GUIDONIA – Terreni agricoli e cave, la giunta mette le mani sul futuro produttivo della città

A Villalba il Parco Logistico delle Acque Albule. Il bacino estrattivo convertito in terme, alberghi e capannoni

Da una parte un Piano Regolatore Generale approvato mezzo secolo fa.

Dall’altra, le esigenze di recupero, sviluppo produttivo, infrastrutturazione locale e dotazione di servizi.

In mezzo, le proposte di investitori locali, nazionali e internazionali.

Il Master Plan approvato dalla giunta comunale di Guidonia Montecelio

Nasce così il Piano di Azione strategico per gli insediamenti produttivi a Guidonia Montecelio, un documento che fornisce una visione complessiva per lo sviluppo a lungo termine di alcune aree della città, definendo obiettivi, fungendo da guida per decisioni future e coordinando interventi pubblici e privati. 

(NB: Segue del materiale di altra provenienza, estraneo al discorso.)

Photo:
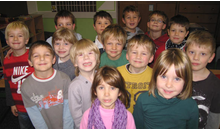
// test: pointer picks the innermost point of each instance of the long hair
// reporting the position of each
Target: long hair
(182, 66)
(111, 76)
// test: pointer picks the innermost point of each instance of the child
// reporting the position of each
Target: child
(62, 41)
(109, 99)
(131, 18)
(64, 18)
(16, 69)
(113, 39)
(168, 103)
(101, 20)
(157, 27)
(45, 91)
(178, 29)
(85, 56)
(200, 48)
(137, 73)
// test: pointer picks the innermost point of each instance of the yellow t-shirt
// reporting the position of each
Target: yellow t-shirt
(135, 83)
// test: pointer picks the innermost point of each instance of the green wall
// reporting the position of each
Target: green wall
(84, 26)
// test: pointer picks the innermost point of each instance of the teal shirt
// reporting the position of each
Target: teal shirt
(160, 113)
(104, 60)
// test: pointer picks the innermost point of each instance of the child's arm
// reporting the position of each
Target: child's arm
(138, 114)
(36, 118)
(67, 117)
(213, 121)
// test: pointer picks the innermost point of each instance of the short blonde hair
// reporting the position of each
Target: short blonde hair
(64, 34)
(182, 66)
(17, 25)
(81, 46)
(116, 31)
(142, 40)
(201, 38)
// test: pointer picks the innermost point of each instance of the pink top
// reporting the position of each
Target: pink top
(107, 117)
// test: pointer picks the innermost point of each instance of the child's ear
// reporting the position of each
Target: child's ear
(123, 20)
(211, 58)
(30, 63)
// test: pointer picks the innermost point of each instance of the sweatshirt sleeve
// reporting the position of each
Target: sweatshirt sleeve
(36, 118)
(67, 118)
(9, 99)
(75, 104)
(138, 114)
(130, 121)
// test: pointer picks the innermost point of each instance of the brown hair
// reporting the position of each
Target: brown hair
(116, 31)
(64, 34)
(40, 43)
(102, 14)
(201, 38)
(142, 40)
(182, 66)
(81, 46)
(111, 76)
(64, 14)
(131, 8)
(17, 24)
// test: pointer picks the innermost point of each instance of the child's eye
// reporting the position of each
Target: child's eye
(112, 88)
(177, 79)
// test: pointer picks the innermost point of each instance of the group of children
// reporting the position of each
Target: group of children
(125, 79)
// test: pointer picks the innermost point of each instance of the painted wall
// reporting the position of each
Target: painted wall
(84, 26)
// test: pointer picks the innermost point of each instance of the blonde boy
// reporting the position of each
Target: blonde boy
(66, 19)
(157, 26)
(200, 48)
(63, 39)
(85, 56)
(16, 69)
(101, 20)
(137, 73)
(113, 39)
(45, 91)
(131, 18)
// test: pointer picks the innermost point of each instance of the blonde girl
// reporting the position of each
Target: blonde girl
(168, 103)
(109, 99)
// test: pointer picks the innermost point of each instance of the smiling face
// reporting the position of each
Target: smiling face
(16, 39)
(107, 95)
(86, 61)
(62, 49)
(156, 23)
(131, 20)
(113, 47)
(42, 59)
(101, 24)
(199, 56)
(65, 22)
(139, 57)
(169, 85)
(177, 33)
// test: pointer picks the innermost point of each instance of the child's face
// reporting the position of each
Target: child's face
(16, 39)
(65, 22)
(107, 95)
(101, 24)
(42, 59)
(169, 85)
(139, 57)
(199, 56)
(62, 49)
(156, 23)
(177, 33)
(131, 20)
(113, 47)
(86, 61)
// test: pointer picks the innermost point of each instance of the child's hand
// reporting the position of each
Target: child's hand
(14, 110)
(8, 54)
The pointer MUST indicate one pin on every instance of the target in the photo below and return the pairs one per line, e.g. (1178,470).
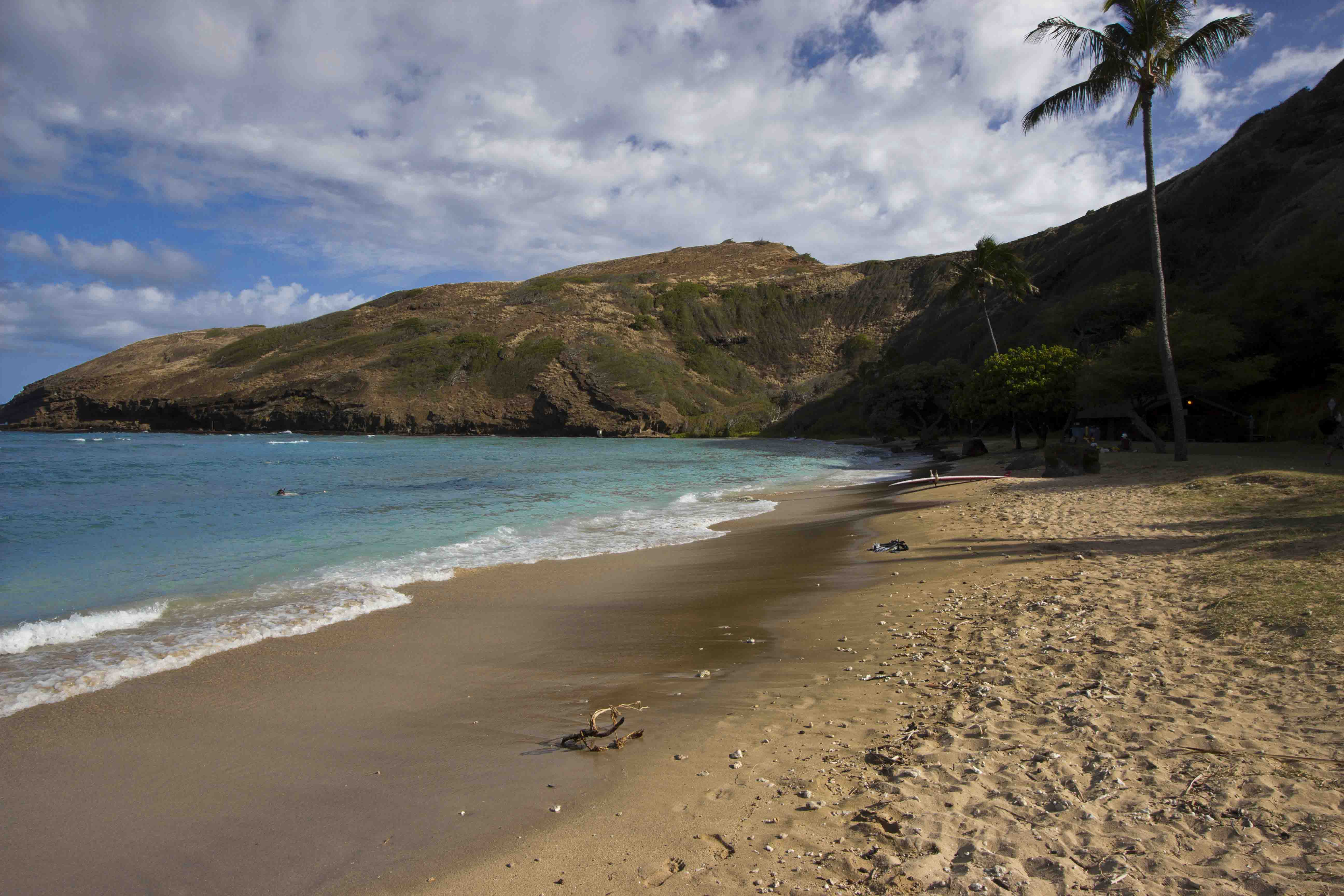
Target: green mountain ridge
(745,336)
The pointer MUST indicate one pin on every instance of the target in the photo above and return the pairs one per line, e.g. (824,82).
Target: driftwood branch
(594,731)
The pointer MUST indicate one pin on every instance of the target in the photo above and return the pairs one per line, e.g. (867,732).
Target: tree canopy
(1034,383)
(992,267)
(1205,347)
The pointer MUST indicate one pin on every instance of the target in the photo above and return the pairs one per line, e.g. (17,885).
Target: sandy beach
(1060,687)
(1039,698)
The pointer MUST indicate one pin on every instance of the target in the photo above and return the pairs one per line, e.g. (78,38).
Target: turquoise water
(123,555)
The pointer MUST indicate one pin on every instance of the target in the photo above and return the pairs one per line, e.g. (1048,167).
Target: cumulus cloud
(514,138)
(1296,64)
(101,318)
(117,261)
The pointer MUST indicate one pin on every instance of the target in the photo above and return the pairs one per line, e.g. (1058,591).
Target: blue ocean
(124,555)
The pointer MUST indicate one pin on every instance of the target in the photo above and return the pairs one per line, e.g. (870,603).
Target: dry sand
(1039,698)
(1104,683)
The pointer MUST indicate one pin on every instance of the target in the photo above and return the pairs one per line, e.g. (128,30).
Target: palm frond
(1068,36)
(1213,41)
(1082,97)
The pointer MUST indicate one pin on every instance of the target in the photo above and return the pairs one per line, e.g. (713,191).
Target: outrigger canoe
(945,480)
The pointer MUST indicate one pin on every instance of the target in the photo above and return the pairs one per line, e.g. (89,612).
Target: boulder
(1025,463)
(1072,460)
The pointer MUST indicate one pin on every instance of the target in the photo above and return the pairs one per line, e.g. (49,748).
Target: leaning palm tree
(1144,52)
(991,267)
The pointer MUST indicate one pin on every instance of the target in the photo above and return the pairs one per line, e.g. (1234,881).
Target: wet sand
(1034,699)
(343,761)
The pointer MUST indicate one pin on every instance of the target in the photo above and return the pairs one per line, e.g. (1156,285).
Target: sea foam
(77,627)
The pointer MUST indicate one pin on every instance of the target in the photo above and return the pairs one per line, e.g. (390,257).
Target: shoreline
(341,731)
(654,518)
(1033,704)
(1038,709)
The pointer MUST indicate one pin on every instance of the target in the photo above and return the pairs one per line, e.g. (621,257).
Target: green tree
(1144,52)
(991,267)
(1035,385)
(914,397)
(1130,371)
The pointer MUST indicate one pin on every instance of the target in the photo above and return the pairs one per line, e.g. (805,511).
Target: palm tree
(1144,52)
(991,267)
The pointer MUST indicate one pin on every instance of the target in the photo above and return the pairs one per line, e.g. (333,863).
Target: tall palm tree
(1144,52)
(991,267)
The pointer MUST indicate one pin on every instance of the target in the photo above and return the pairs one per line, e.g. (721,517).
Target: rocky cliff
(729,338)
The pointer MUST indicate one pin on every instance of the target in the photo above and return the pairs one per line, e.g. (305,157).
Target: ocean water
(125,555)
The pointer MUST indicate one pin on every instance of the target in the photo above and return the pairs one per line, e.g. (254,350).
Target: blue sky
(183,164)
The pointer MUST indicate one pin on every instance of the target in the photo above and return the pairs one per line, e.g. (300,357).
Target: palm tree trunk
(984,307)
(1164,346)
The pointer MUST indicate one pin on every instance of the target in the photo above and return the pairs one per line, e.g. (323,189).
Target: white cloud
(1296,64)
(518,138)
(101,318)
(117,261)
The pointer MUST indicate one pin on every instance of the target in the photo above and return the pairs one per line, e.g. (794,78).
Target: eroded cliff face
(706,339)
(632,347)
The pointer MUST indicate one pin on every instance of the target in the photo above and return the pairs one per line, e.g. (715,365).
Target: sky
(169,166)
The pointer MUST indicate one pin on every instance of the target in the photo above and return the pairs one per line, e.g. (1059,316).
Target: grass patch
(652,377)
(283,339)
(429,362)
(1275,558)
(517,371)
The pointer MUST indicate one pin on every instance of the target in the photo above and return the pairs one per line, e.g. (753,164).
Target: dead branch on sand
(583,739)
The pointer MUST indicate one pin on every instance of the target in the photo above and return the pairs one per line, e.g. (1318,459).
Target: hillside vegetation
(749,336)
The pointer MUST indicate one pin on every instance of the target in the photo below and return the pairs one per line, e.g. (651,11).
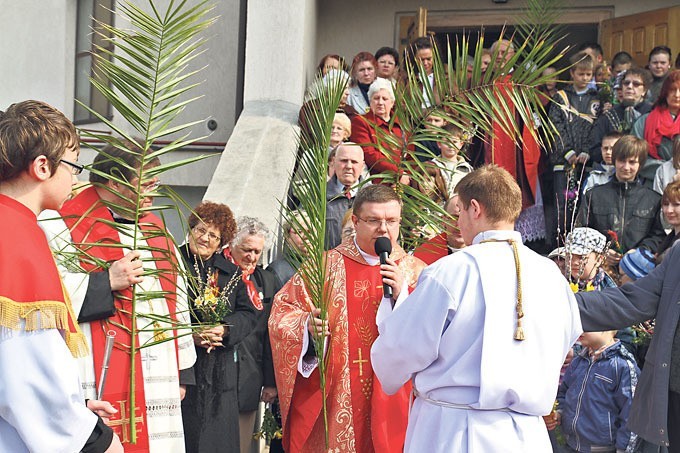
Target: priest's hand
(102,408)
(115,446)
(268,394)
(392,276)
(126,272)
(209,338)
(316,326)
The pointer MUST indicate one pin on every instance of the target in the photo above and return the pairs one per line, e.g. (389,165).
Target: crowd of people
(471,342)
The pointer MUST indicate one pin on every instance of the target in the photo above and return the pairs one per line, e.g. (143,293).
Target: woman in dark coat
(255,366)
(210,410)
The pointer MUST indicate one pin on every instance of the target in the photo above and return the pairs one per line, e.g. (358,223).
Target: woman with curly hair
(210,410)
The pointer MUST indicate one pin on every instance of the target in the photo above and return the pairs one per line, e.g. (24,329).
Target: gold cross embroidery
(124,422)
(361,362)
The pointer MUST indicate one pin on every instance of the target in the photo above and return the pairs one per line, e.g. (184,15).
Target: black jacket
(210,410)
(629,209)
(612,120)
(255,365)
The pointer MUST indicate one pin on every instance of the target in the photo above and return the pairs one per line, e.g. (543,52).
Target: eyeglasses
(200,232)
(635,83)
(150,187)
(376,223)
(76,169)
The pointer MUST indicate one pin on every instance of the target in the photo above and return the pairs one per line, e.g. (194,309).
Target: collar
(370,259)
(499,235)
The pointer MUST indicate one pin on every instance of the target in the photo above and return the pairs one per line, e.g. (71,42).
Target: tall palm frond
(312,171)
(504,95)
(144,72)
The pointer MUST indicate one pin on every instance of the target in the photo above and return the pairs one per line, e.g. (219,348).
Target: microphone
(383,248)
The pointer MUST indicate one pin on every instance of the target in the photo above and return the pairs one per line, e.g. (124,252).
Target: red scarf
(253,293)
(91,226)
(660,124)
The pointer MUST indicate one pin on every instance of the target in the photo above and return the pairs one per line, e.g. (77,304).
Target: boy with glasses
(103,259)
(39,337)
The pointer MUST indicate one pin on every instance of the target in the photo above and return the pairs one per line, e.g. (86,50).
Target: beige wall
(347,27)
(37,52)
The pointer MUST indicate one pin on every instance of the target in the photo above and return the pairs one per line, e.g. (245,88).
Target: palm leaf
(143,71)
(312,173)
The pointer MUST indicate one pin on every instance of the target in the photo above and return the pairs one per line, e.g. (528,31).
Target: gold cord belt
(519,331)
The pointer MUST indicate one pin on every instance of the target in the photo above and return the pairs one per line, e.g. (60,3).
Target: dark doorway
(574,35)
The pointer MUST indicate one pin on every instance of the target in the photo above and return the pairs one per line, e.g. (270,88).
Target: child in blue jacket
(595,395)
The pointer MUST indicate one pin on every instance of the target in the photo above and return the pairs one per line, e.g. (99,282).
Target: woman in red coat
(378,128)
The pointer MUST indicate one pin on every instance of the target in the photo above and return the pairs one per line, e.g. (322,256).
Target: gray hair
(333,75)
(250,226)
(380,84)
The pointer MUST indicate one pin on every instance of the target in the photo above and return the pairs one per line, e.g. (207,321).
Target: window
(90,12)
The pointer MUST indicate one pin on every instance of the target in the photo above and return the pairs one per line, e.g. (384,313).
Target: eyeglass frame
(201,231)
(377,223)
(634,83)
(76,169)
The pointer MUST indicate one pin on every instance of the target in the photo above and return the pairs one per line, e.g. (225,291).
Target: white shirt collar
(499,235)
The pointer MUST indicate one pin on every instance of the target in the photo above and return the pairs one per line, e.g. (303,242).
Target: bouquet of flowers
(212,303)
(615,244)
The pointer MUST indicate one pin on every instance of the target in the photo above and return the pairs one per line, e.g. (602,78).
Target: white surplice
(159,362)
(40,360)
(454,336)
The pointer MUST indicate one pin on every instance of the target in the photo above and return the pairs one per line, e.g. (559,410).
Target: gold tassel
(158,333)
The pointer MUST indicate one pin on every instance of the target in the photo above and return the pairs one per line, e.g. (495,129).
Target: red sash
(660,124)
(520,159)
(92,231)
(30,286)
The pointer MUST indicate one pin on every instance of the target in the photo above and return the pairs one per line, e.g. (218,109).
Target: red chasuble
(361,417)
(30,286)
(518,155)
(92,230)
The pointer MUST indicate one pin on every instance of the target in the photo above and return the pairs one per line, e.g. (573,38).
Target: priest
(361,417)
(483,336)
(102,260)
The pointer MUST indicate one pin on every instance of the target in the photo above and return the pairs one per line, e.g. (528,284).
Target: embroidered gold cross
(124,422)
(361,362)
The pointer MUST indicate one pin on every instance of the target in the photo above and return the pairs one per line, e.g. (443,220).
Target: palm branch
(474,102)
(312,173)
(144,72)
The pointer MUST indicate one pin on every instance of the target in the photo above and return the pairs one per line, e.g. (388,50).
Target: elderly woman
(363,75)
(669,171)
(255,368)
(660,126)
(331,61)
(210,411)
(622,116)
(388,63)
(365,133)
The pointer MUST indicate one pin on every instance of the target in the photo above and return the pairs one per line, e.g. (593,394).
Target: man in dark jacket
(341,189)
(572,112)
(624,206)
(655,413)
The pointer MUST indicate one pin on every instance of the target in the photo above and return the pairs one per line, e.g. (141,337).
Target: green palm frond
(312,174)
(144,71)
(505,95)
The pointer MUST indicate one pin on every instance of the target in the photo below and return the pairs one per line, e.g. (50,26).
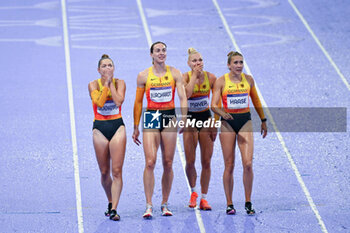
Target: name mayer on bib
(109,109)
(198,104)
(160,91)
(237,101)
(161,94)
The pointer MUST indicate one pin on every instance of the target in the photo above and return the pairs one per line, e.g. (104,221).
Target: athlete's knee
(206,164)
(105,172)
(190,162)
(167,164)
(117,173)
(248,166)
(150,164)
(229,168)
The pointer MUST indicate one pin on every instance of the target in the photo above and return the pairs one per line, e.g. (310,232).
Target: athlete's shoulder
(93,85)
(185,77)
(120,81)
(176,73)
(142,77)
(249,79)
(144,73)
(220,82)
(173,69)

Giovedì 18 dicembre 2025 con la delibera numero 177 – CLICCA E LEGGI LA DELIBERA – la giunta comunale guidata dal sindaco Mauro Lombardo ha approvato il Master Plan per le Aree Produttive, presentato come “lo strumento d’indirizzo più versatile, flessibile e pertanto adatto a gestire lo sviluppo di ambiti urbani proponendo un’ipotesi di dinamica insediativa, avulsa da squilibri e portatrice di effetti di riqualificazione del territorio e di interessi di molteplice portata e soprattutto su scala territoriale ampia”.

L’assessore all’Urbanistica Paolo Ruggeri e il sindaco Mauro Lombardo

Uno strumento, tuttavia, privo di alcun vincolo preordinato di natura giuridico/urbanistica che si limita a tracciare le linee guida per la città del futuro.

Il dirigente all’Urbanistica Paolo Caracciolo

Nella relazione del Master Plan – CLICCA E LEGGI LA RELAZIONE – il dirigente all’Urbanistica Paolo Caracciolo e l’assessore Paolo Ruggeri sintetizzano gli indirizzi insediativi per le attività produttive e individuano 9 localizzazioni preferenziali.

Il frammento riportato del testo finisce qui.